Day 2 of SuperConference started with two intriguing keynote panels: “Corporate Governance” and “Judicial Roundtable on e-Discovery.” Each offered attendees insight into the general counsel’s evolving role as a business partner and active participant in the discovery phase of litigation.

During “Corporate Governance,” panelists discussed in-house counsel’s function as the conscience of a company.

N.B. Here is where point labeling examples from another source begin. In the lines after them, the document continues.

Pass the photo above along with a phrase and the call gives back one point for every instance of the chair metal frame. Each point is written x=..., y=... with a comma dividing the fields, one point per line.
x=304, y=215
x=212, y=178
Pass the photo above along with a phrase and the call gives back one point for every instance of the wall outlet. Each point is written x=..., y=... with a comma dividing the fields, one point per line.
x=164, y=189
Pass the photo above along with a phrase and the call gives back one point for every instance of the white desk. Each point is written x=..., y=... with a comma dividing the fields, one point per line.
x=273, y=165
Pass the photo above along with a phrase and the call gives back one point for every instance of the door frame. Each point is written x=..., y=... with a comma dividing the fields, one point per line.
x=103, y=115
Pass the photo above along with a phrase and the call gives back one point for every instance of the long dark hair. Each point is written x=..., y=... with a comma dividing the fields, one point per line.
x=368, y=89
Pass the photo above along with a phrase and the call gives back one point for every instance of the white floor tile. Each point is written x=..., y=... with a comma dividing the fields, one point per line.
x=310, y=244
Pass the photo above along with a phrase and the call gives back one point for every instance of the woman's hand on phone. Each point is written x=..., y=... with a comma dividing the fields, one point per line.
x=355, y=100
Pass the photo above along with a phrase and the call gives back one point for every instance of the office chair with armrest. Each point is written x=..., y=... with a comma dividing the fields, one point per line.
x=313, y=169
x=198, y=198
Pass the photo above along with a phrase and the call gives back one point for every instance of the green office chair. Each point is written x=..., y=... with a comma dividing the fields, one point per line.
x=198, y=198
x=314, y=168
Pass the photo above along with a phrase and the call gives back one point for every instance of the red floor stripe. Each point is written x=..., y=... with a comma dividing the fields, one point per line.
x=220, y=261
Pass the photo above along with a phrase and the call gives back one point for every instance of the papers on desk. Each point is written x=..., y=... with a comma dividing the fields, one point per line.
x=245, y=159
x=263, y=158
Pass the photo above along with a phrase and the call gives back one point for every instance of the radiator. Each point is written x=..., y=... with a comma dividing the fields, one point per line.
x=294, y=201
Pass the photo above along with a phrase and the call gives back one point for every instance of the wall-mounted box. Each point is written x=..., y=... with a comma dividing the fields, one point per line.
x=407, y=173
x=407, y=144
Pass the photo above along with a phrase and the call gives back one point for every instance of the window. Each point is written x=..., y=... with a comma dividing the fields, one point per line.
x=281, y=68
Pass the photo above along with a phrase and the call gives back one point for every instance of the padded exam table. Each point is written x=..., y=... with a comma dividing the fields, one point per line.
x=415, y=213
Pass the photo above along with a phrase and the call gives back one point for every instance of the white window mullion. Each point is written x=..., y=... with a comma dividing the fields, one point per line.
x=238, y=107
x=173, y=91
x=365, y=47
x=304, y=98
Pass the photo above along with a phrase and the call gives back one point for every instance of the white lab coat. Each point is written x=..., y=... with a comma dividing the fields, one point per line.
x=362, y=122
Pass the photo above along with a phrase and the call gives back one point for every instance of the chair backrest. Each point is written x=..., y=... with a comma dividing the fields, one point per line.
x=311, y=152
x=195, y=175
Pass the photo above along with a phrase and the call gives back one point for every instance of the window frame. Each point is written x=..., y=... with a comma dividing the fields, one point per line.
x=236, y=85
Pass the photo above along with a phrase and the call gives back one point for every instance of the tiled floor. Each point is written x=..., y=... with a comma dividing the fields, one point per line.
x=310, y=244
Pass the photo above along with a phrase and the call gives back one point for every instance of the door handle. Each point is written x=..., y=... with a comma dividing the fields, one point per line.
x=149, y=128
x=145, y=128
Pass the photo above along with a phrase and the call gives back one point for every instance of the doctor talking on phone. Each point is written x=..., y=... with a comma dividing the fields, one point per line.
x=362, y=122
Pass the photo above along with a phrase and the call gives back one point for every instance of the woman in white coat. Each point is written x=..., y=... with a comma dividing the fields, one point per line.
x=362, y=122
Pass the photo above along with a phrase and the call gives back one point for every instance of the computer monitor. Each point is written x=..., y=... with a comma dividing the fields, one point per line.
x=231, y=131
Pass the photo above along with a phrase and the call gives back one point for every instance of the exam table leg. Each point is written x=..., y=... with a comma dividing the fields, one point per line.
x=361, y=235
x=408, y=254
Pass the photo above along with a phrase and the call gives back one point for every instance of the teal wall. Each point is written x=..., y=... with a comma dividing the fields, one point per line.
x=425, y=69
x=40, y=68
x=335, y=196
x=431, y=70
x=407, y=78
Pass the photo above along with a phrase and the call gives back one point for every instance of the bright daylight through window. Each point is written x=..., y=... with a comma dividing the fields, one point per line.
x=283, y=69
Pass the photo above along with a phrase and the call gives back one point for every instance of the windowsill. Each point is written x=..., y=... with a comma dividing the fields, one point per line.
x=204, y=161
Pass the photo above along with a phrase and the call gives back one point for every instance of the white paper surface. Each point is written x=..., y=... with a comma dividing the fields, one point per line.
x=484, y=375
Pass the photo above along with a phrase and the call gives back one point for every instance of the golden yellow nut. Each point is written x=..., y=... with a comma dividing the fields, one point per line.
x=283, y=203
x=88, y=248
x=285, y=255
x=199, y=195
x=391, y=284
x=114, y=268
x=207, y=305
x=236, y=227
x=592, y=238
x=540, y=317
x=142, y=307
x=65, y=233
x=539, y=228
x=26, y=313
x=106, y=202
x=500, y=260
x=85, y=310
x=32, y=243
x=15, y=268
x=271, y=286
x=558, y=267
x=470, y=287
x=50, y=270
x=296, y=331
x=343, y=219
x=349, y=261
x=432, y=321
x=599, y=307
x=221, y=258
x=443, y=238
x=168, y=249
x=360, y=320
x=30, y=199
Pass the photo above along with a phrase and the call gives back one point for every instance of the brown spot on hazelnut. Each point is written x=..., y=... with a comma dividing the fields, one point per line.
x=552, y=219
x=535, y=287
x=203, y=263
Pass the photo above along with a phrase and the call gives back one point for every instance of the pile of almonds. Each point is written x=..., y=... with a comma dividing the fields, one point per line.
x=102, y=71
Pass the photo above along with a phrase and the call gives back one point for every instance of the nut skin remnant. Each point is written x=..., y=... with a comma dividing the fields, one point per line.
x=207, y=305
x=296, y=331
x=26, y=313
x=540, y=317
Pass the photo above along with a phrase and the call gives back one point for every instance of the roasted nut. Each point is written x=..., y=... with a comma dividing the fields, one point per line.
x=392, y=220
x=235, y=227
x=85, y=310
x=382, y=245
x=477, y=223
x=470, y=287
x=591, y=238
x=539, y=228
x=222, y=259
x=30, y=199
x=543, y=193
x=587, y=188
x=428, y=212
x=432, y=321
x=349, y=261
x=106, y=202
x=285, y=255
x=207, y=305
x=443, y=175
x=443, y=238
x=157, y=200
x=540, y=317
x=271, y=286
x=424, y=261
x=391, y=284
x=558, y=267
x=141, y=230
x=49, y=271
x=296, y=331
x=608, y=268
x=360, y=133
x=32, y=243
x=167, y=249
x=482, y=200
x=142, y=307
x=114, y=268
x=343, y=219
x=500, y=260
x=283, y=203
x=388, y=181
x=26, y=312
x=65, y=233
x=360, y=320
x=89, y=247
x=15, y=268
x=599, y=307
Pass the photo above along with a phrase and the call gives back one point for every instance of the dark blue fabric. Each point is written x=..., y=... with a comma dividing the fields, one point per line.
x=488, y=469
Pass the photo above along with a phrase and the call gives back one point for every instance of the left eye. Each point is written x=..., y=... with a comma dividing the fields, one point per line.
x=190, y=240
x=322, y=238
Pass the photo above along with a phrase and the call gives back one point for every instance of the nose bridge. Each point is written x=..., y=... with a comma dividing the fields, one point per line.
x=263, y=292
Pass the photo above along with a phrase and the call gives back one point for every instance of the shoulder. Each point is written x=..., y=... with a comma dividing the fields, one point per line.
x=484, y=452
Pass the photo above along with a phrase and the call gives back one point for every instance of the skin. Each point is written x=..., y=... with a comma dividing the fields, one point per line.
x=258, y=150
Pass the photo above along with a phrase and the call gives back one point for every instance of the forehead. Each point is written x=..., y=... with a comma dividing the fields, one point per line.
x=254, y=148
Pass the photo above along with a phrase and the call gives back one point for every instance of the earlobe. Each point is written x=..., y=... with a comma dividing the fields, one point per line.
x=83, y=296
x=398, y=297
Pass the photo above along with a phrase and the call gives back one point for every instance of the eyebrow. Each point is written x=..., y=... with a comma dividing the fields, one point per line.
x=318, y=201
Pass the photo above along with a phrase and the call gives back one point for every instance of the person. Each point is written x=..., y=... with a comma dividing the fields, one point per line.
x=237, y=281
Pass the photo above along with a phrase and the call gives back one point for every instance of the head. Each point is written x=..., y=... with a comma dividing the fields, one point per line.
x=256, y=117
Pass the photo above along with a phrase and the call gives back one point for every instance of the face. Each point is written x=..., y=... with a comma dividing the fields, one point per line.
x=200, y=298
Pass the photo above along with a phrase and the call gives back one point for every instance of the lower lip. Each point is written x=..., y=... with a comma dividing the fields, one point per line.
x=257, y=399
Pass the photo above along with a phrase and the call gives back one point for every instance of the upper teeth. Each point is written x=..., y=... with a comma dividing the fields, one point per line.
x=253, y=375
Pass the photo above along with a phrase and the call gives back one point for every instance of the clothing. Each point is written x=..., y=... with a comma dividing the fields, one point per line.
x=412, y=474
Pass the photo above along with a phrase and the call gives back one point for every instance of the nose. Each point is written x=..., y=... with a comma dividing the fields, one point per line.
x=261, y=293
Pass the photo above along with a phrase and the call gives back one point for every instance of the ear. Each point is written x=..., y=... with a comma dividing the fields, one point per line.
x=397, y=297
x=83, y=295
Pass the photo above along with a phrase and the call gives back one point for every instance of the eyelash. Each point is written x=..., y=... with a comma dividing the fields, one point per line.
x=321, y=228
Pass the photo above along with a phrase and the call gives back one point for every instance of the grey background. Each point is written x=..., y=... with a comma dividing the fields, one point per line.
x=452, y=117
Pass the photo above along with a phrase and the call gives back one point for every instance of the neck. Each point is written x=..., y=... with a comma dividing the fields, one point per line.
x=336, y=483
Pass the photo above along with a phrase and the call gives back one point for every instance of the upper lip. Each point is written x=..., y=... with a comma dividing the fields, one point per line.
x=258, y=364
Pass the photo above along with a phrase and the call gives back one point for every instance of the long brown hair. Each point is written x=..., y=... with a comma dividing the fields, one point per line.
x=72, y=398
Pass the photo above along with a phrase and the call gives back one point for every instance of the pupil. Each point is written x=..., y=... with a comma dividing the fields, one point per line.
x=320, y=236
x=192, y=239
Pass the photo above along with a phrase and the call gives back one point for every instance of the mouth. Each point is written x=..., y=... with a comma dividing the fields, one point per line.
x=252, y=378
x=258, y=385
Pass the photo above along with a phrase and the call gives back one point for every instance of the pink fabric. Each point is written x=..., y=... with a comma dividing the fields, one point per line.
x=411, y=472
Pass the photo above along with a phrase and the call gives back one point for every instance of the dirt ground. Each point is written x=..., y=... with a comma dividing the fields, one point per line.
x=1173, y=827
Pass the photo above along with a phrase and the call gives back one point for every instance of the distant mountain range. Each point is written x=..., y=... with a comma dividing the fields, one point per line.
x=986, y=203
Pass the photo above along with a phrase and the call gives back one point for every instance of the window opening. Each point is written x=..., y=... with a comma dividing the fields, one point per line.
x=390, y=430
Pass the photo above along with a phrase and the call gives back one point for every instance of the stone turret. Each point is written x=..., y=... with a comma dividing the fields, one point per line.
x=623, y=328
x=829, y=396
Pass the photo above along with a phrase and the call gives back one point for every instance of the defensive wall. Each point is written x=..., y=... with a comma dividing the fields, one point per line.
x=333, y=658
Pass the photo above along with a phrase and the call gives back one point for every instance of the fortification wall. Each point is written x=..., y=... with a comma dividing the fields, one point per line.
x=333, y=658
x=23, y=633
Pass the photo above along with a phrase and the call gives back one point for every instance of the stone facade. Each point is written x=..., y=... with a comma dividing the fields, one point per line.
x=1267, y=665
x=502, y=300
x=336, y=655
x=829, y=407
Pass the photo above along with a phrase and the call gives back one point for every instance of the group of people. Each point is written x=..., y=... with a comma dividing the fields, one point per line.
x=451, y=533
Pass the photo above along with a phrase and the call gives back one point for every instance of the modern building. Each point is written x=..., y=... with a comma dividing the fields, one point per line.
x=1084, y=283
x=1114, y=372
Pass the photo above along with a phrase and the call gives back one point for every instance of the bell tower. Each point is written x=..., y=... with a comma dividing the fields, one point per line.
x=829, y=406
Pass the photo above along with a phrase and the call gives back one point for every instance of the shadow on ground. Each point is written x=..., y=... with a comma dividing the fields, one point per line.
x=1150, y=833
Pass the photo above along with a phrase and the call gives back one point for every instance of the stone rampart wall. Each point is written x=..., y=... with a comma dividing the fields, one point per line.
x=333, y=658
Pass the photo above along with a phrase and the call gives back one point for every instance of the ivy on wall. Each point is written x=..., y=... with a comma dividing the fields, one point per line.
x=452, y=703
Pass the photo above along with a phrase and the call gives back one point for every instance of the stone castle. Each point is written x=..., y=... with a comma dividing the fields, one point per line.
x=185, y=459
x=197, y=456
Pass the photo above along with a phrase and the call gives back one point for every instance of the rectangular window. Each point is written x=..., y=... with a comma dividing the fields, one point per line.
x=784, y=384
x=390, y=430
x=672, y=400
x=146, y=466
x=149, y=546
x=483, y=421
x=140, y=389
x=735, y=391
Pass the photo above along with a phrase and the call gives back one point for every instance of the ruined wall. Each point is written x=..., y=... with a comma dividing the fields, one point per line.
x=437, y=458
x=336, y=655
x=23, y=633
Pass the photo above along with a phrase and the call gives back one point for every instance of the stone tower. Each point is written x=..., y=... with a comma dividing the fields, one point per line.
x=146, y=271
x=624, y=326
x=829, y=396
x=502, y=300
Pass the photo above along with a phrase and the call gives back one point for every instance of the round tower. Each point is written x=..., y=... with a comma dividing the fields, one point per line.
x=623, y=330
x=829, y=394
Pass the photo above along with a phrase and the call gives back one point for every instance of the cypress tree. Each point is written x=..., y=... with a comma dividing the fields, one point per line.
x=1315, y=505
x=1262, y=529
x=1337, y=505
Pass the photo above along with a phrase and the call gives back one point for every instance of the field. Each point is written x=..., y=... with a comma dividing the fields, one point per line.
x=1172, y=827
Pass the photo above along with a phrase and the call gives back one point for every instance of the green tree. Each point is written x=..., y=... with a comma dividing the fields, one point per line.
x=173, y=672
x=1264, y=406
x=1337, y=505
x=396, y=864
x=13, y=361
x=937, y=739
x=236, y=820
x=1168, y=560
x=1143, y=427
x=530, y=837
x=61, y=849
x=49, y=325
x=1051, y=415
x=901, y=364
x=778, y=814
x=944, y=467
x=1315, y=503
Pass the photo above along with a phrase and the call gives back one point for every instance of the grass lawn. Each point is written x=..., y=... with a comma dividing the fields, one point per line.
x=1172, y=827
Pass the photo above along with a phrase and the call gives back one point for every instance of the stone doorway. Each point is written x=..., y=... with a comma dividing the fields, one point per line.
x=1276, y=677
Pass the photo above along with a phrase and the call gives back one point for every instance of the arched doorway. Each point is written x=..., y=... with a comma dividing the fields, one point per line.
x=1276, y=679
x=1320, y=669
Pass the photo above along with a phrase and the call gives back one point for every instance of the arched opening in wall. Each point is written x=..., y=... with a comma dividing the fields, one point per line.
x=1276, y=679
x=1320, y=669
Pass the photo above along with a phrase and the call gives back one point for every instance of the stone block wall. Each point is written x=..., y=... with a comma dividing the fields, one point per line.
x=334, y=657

Ensuring executives comply with ethical standards is a tough but necessary obligation.

“It’s really about doing the right thing when the heat is on,” said A.B. Cruz III, chief legal officer and corporate secretary of Scripps Networks Interactive Inc.

Anastasia Kelly, a partner in DLA Piper’s white collar and corporate crime investigations practice, noted that one of the biggest challenges she faced during her in-house career was communicating her role as the company’s conscience to her business colleagues. “How do you do that without making it look like a power grab?” she said.

Mary Ann Hynes, senior vice president, general counsel, corporate secretary and chief compliance officer of Corn Products International, Inc., said that although it’s tough, in-house counsel must be inquisitive and have great investigative skills to defend the company’s reputation.

“An enormous portion of your reputation is based on corporate governance,” Hynes said, noting that a company can lose 2 percent of its value per year for a reputational error, according to data from the Reputation Institute, an organization that assists companies in measuring and managing their reputations.

Four judges discussed the complexities of e-discovery during “Judicial Roundtable on e-Discovery,” which was moderated by Patrick Oot, special counsel for electronic discovery at the Securities and Exchange Commission.

Judge Peter Flynn of the Circuit Court of Cook County, Illinois, Chancery Division, noted that inside counsel should be clear about communicating the true cost of electronic data storage and accessibility in order to help judges understand the challenges they face in preservation and discovery. “We need to be better educated about real costs,” he said. “Most judges don’t have that much business experience with respect to ESI.”

According to Judge James Francis of the U.S. District Court for the Southern District of New York, the Rules Committee is considering a few options in dealing with the cost of preservation, including providing a prelitigation forum for counsel to discuss the scope of preservation, limiting scope by rule and putting a time limit on preservation. “We judges recognize that this is a costly and risky proposition for corporations,” he said.

Judge Nan Nolan of the U.S. District Court for the Northern District of Illinois emphasized the importance of cooperation among counsel with respect to decisions about preservation. “If you demand that your outside counsel read the Sedona Cooperation Proclamation and tell them that this is how you want them to act, I would bet that your legal bills would go down 50 percent,” she said.

Judge David Waxse of the U.S. District Court for the District of Kansas, said in many cases, electronic search and analysis technologies are more accurate and less costly than human review, and using such technologies cooperatively can help further reduce costs. “Get an agreement on what technology both sides will use, and share the cost,” Waxse suggested.